Bridge is a slightly odd choice of example in your opening section. A single hand of Bridge has very high randomness; it's quite likely the weaker partnership will "win", assuming they have at least basic competence in the game. The advantage of a stronger pair only really becomes apparent over a large number of hands. 

The same is true is Poker, even more so. In fact stronger players may not "win" very many more hands than weaker players at all; it's just that when they win they win more and when they lose they lose less. 

This isn't true at all in Chess, of course.

Replies from: evin
comment by evin · 2024-02-26T21:09:04.557Z · LW(p) · GW(p)

Despite the randomness, bridge is an excellent example, as "people who are serious about it" play duplicate bridge. Duplicate poker exists, but doesn't seem as popular.

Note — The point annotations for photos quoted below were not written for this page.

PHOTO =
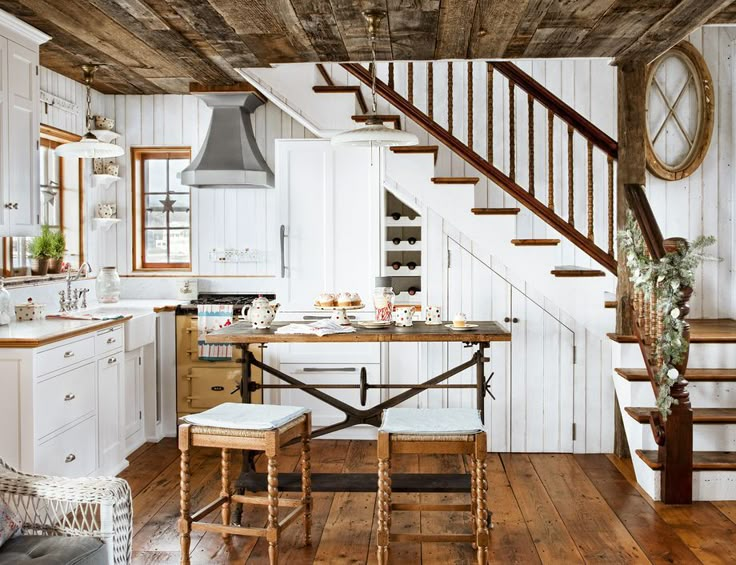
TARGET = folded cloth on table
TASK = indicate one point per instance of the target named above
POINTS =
(212, 317)
(319, 328)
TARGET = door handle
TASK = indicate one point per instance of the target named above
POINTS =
(329, 369)
(282, 237)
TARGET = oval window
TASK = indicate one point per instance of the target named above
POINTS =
(679, 112)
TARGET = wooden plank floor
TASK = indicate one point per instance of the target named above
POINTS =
(547, 508)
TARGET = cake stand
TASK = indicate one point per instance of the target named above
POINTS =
(339, 313)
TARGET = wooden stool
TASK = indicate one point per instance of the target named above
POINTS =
(256, 427)
(430, 431)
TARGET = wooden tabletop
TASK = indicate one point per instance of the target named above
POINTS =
(242, 332)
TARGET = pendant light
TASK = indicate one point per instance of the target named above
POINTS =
(374, 133)
(89, 147)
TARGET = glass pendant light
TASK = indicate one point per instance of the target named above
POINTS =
(374, 133)
(89, 147)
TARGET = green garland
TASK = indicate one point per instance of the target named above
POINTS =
(664, 280)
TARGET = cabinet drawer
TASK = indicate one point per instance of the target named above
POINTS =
(64, 398)
(65, 355)
(108, 340)
(70, 454)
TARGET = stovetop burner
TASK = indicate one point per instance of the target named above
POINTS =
(237, 300)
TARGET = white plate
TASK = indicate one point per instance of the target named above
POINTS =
(374, 325)
(465, 328)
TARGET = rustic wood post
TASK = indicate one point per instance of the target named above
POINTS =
(631, 169)
(676, 455)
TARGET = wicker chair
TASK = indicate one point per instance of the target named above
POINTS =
(100, 507)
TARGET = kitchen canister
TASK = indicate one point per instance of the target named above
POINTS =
(107, 285)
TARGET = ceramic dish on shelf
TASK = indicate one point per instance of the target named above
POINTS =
(374, 324)
(465, 328)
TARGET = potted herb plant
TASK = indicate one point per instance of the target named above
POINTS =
(56, 253)
(40, 251)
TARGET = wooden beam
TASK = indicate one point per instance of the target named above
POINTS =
(684, 18)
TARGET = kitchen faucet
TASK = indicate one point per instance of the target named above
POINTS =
(70, 300)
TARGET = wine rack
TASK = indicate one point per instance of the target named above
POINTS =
(403, 248)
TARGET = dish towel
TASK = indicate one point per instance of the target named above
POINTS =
(212, 317)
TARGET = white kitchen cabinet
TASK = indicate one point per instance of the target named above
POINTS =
(133, 408)
(19, 127)
(328, 209)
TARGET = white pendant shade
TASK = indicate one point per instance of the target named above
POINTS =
(375, 135)
(89, 147)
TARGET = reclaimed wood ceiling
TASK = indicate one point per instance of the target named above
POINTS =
(161, 46)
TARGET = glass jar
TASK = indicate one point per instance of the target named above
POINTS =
(107, 285)
(383, 299)
(6, 308)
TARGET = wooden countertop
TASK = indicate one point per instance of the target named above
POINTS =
(243, 333)
(33, 334)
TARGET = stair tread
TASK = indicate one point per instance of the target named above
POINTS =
(691, 374)
(495, 211)
(573, 271)
(700, 415)
(701, 331)
(702, 460)
(530, 242)
(455, 180)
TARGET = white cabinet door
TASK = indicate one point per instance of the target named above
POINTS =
(325, 208)
(4, 174)
(133, 412)
(23, 128)
(110, 410)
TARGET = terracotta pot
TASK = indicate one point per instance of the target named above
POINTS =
(39, 266)
(55, 266)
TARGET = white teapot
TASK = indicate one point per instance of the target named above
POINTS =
(261, 313)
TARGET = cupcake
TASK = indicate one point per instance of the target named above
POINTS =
(326, 299)
(459, 320)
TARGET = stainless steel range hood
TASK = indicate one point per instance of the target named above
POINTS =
(229, 157)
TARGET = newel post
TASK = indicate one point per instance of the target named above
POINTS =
(676, 455)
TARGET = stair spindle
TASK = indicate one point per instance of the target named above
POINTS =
(410, 83)
(449, 97)
(512, 131)
(530, 118)
(610, 206)
(570, 179)
(590, 191)
(489, 111)
(550, 160)
(430, 90)
(470, 105)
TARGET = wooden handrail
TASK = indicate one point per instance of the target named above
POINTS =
(482, 165)
(564, 111)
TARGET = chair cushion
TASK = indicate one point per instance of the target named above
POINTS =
(431, 421)
(236, 416)
(53, 550)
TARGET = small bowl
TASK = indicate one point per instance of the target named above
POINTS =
(101, 122)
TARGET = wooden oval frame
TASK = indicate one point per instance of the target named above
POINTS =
(706, 107)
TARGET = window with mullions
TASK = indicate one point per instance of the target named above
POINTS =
(163, 234)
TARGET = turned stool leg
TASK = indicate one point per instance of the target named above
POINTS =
(185, 520)
(225, 489)
(481, 482)
(307, 481)
(384, 497)
(272, 531)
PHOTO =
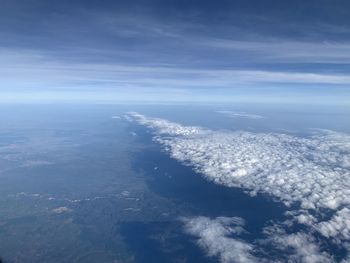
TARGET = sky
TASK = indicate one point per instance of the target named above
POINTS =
(175, 51)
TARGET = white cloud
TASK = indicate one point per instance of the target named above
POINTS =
(312, 173)
(215, 236)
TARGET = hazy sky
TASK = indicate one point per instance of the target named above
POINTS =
(159, 51)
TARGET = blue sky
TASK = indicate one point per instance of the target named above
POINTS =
(171, 51)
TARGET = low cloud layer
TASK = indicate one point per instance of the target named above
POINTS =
(216, 236)
(310, 175)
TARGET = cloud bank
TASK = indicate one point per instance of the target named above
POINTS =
(216, 237)
(310, 175)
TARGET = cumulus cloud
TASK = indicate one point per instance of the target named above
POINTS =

comment by Shankar Sivarajan (shankar-sivarajan) · 2024-02-25T23:06:56.357Z · LW(p) · GW(p)

mostly of historical interest in chess

Aren't time handicaps still common in chess?

Replies from: Chris Land
comment by Chris Land · 2024-02-26T02:54:02.733Z · LW(p) · GW(p)

You're correct, time handicaps (e.g. 2m vs. 5m) are more common than pawn/piece handicaps. Mostly for in-person play.

Master vs. Amateur handicaps can look crazy: 2m vs. 15m and -QRR is a slight advantage for the master simply because most amateurs are not used to playing with the clock. Another M v. A handicap is 'capped pawn': amateur picks a pawn, checkmate must be delivered with that pawn (pre-promotion). It's a bit like having two Kings, as if that pawn is captured the game is lost.